The target of attracting 50,000 additional tourists by the end of the year, which the government had urged the industry to aim for, would not be reached, the president of the Malta Hotels and Restaurants Association, Justin Zammit Tabona, said yesterday.

The figure was a condition imposed on the tourism industry as the proverbial carrot in return for much-needed additional promotional funds, Mr Zammit Tabona said.

National Statistics Office figures showed that tourism arrivals rose by 1.4 per cent until June - falling far short of the target, he said. "We have not been achieving the required figures every month."

Although summer was good and November's Commonwealth summit (CHOGM) and other conferences would kick-start the winter, it was not looking too favourable - not enough, at least, to bring in the required 50,000 tourists, he added.

Despite the best intentions of all players in the industry, the aim would not be reached, he insisted during the presentation of the MHRA hotel survey findings.

However, there was hope yet for next year as a result of the re-branding of the island, the restructuring of the Malta Tourism Authority and the continuous embellishment works carried out by the government, Mr Zammit Tabona said.

"As much as we are striving to increase the number of bed nights, the general outlook of product Malta leaves much to be desired," he admitted.

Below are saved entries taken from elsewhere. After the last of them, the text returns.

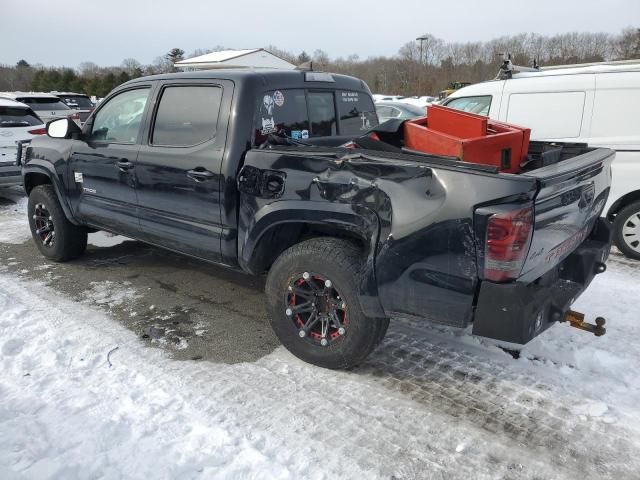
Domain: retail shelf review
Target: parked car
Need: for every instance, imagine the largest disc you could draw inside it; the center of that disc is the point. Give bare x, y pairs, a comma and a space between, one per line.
398, 110
249, 169
378, 97
597, 104
79, 102
47, 107
17, 123
422, 102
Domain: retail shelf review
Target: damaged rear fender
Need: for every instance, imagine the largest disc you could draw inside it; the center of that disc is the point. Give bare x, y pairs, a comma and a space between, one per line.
281, 224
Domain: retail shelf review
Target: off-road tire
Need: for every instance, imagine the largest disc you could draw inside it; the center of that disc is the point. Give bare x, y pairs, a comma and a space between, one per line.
340, 261
622, 218
70, 240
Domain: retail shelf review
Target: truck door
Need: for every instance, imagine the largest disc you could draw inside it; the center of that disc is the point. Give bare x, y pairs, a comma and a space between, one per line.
102, 167
178, 171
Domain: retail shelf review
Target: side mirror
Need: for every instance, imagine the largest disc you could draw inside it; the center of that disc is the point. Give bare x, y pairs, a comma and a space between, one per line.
62, 128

The government's efforts to spruce up the island for the forthcoming CHOGM meeting and the European Tourism Forum is appreciated by the MHRA but the embellishment exercise should be ongoing, Mr Zammit Tabone said.

He appealed to the government to embark on a national campaign on the importance of tourism and its effects on the economy. All ministries should be involved to improve product Malta, he said.

The survey, carried out by Deloitte, reported that hotel occupancy was up but profits down in the second quarter of the year. Despite a 0.7 per cent increase in tourism volumes over April, May and June, there was a 1.4 per cent fall in room nights due to a shorter average length of stay.

The reduction in the supply of hotel rooms helped occupancy to increase but rates fell and costs rose, leading to a fall in profits, Nick Captur, from Deloitte, explained.

The five-star category marked a drop in profits of nearly four per cent, with a decrease of nearly three per cent in the three-star sector. Four-star properties registered an increase in profits of nine per cent due mainly to the fact that the sector has seen a six-per cent reduction in room supply since last year to the benefit of business in the other hotels.

Occupancy levels were higher than a year ago across every sector, with the best trend continuing to be that of the four-star sector, up by seven per cent to 78 per cent, combined with a one per cent increase in average achieved room rates (AARR) to Lm14.57.

In the three-star sector, room occupancy rose by five per cent to 76 per cent for the quarter and AARR fell by 2.6 per cent to Lm7.59. In the five-star category, room occupancy rose by three per cent to 72 per cent and the AARR fell by 2.5 per cent to Lm39.22.

Total income per available room fell by two per cent in the five-star sector but rose in the four- and three-star categories by five per cent and 10 per cent respectively.

Speaking about the overall findings, Mr Captur said they showed a marginal improvement over last year vis-à-vis many key performance indicators. But costs were also rising and "the going remains tough as evidenced by falling levels of operating profits for many hotels before taking into account other rising costs, such as interest on their bank debt". The pressure was still on for higher volumes at better prices all the time, Mr Captur admitted.

On an international comparative basis, Deloitte's HotelBenchmark survey, published in London, suggested that Malta had achieved a mid-ranking position out of five Mediterranean resorts. It has the best increase in occupancy but a fall in room rates, while Mallorca and Cyprus reported improved rates.